Government slow to provide Exco resolutions about Buncamper-lease

POSTED: 03/19/11 8:27 PM

St. Maarten– The government of St. Maarten had up to yesterday failed to comply with a request by this newspaper to provide copies of two Executive Council resolutions. The request is based on the national ordinance on public administration. This gives the government three weeks to take a decision. The Today Newspaper submitted its request on February 15; by now, four-and-a-half weeks have passed without a reaction.

The Today Newspaper wants a copy of Executive Council resolution number 129, dated February 14th, 2008, and of resolution number 747 of the same date. The resolutions deal with the decision to grant the right of long lease of a parcel of land on Pond Island opposite the Melford Hazel sports complex to former Public Health Minister Maria Buncamper-Molanus and her husband Claudius Buncamper.

At the time, Buncamper-Molanus was Commissioner of Economic Affairs and therefore a member of the Executive Council. Though the decision was formally taken by the Executive Council, the authority to grant long lease rights was delegated to the Commissioner of Public Works, our current vice prime minister Theo Heyliger.

Theo Heyliger told this newspaper in February that he did not give the Buncampers permission to sublease the land or to otherwise give it in use to a third party. Prime Minister Sarah Wescot-Williams has stated earlier that, after the The Today Newspaper broke the story about the long lease scandal, the government has sought legal advice about options to take back the lease. So far, no action has been taken.

Maria Buncamper-Molanus and her husband Claudius Buncamper sold the economic ownership of the leased land eight month after they obtained the long lease, for $3 million to the bogus company Eco-Green N.V. The cadastre and land registry office erroneously held the deed of this transaction in its public records from which it has since been removed. The cadastre no longer registers the sale of economic ownership and has informed the notary who drew up such deeds, Francis E. Gijsbertha, of this decision. Several deeds have been returned to the notary during the first month of the year, before the cadastre stopped receiving similar documents.

The Today Newspaper has requested to see a copy of the Executive council decisions of 2008 to verify the signatures on these documents. The government has, based on the national ordinance on public administration, three weeks to take a decision, and it is allowed once to ask for an extension of three weeks. Up to now, this newspaper has not received notice that the government needs more time to produce the paperwork, or that it has decided to refuse the request.

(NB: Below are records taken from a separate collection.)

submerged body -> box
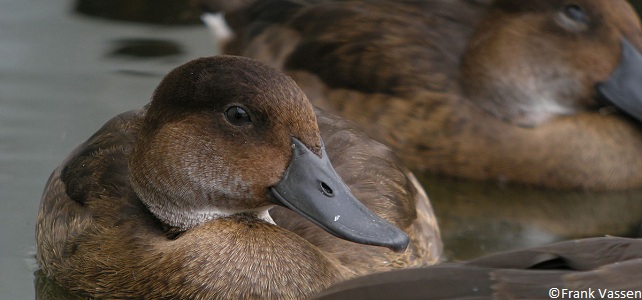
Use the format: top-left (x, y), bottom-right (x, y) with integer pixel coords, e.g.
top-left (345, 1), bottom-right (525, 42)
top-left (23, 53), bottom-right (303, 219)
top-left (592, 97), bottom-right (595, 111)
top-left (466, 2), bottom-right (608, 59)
top-left (36, 56), bottom-right (441, 299)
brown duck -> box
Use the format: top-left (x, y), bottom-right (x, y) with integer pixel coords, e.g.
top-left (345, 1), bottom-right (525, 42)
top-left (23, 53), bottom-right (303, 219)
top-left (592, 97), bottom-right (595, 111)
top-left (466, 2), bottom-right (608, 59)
top-left (313, 237), bottom-right (642, 300)
top-left (202, 0), bottom-right (642, 190)
top-left (36, 56), bottom-right (441, 299)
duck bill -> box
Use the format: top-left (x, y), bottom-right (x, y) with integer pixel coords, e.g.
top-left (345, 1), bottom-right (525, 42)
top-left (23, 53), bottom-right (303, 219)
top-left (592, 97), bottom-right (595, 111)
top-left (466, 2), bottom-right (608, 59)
top-left (597, 38), bottom-right (642, 121)
top-left (270, 138), bottom-right (409, 251)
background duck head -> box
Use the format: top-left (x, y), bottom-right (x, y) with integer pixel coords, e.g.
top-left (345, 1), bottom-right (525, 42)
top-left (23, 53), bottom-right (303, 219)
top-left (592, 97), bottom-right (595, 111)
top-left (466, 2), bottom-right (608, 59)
top-left (461, 0), bottom-right (642, 126)
top-left (129, 56), bottom-right (408, 250)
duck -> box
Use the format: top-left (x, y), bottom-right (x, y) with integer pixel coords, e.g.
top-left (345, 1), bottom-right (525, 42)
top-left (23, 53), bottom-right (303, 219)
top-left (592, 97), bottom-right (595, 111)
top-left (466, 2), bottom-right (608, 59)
top-left (200, 0), bottom-right (642, 191)
top-left (312, 236), bottom-right (642, 300)
top-left (36, 55), bottom-right (442, 299)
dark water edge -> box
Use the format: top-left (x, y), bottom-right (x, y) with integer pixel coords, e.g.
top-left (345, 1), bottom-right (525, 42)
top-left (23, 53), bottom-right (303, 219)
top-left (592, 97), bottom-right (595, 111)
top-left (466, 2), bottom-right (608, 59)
top-left (5, 0), bottom-right (642, 299)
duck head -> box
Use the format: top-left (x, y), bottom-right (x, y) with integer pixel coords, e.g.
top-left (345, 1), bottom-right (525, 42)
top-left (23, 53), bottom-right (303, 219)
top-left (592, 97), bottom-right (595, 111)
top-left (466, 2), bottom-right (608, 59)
top-left (461, 0), bottom-right (642, 127)
top-left (129, 56), bottom-right (409, 250)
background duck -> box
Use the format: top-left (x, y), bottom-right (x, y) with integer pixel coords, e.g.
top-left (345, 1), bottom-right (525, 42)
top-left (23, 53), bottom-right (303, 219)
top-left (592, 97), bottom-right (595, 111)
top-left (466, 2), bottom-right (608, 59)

The Public Prosecutor’s Office had no update yesterday on the preliminary investigation into possible criminal acts by the Buncampers. Currently all resources are devoted to the four recent murders. The prosecutor’s office has assured several times that it is determined to take a decision about the possible criminal prosecution of the Buncampers. If the preliminary investigation leads to a decision not to prosecute, the office will make the reasons for this decision public.